A transparência, porém, não iluminou o tribunal. Permitiu que o Brasil assistisse, ao vivo, a um show de horrores: bate-boca, acusações, intimidações e um majestoso desfile de hipocrisia.
A transmissão revelou algo mais grave do que as suspeitas contra o ministro: a politização escancarada do STF. Quando a política entra no tribunal pela porta da frente, a Justiça sai pela porta dos fundos. Sem toga, para não ser reconhecida.
A sessão que decidirá se Alexandre de Moraes será investigado não julga sua culpa. Discute apenas se indícios tão graves merecem ser apurados. Mesmo assim, o trio da moralidade – Gilmar Mendes, Cristiano Zanin e Flávio Dino – trabalha para vestir Moraes com uma capinha de invisibilidade.
Dino, espécie de líder do governo no STF, abriu fogo contra Mendonça.

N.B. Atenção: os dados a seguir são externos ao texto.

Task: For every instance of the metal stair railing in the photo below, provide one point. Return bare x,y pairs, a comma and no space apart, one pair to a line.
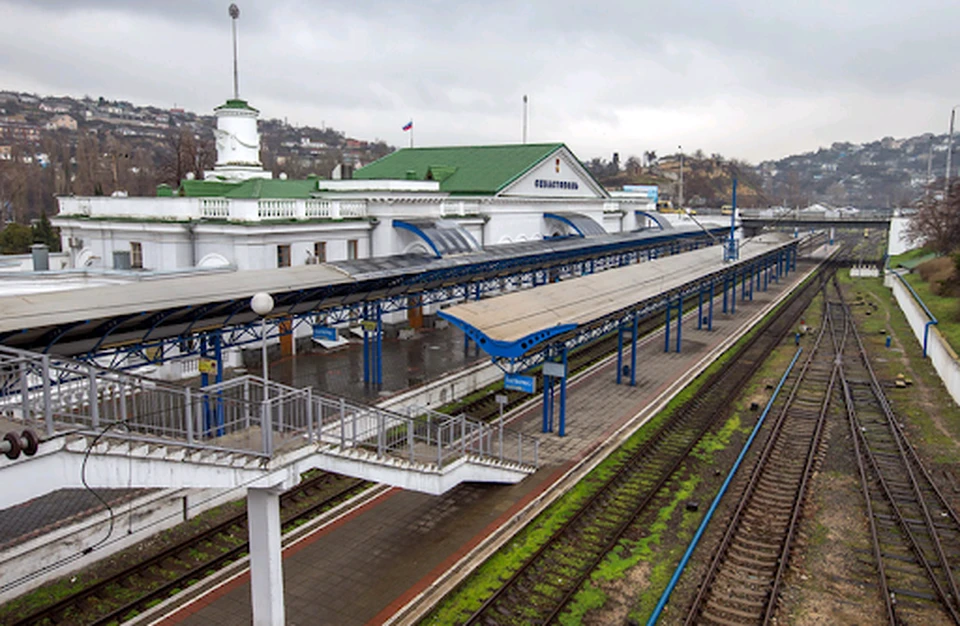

Reintegrou o diretor-geral da Polícia Federal, expôs o caso Dark Horse, questionou sua condução de processos e ainda bateu boca com Edson Fachin. Como não gosta de balança, trocou a da Justiça por uma metralhadora giratória.
Em vez de explicar Moraes, tenta investigar Mendonça. É o mais novo princípio jurídico do STF: quando os fatos incomodam, processe-se quem teve a ousadia de revelá-los. Parece ser o objetivo do bloco alinhado ao Planalto: blindar Moraes e preservar a arquitetura de poder erguida em torno de Lula.
Por falar em Lula, ele é o grande perdedor, seja qual for o resultado da sessão. Se Moraes for investigado, o escândalo alcançará o principal escudo jurídico e político do lulismo. Se for blindado, crescerá a indignação popular que já vê o STF como uma confraria de intocáveis. Lula ficará entre o aliado investigado e o aliado impune.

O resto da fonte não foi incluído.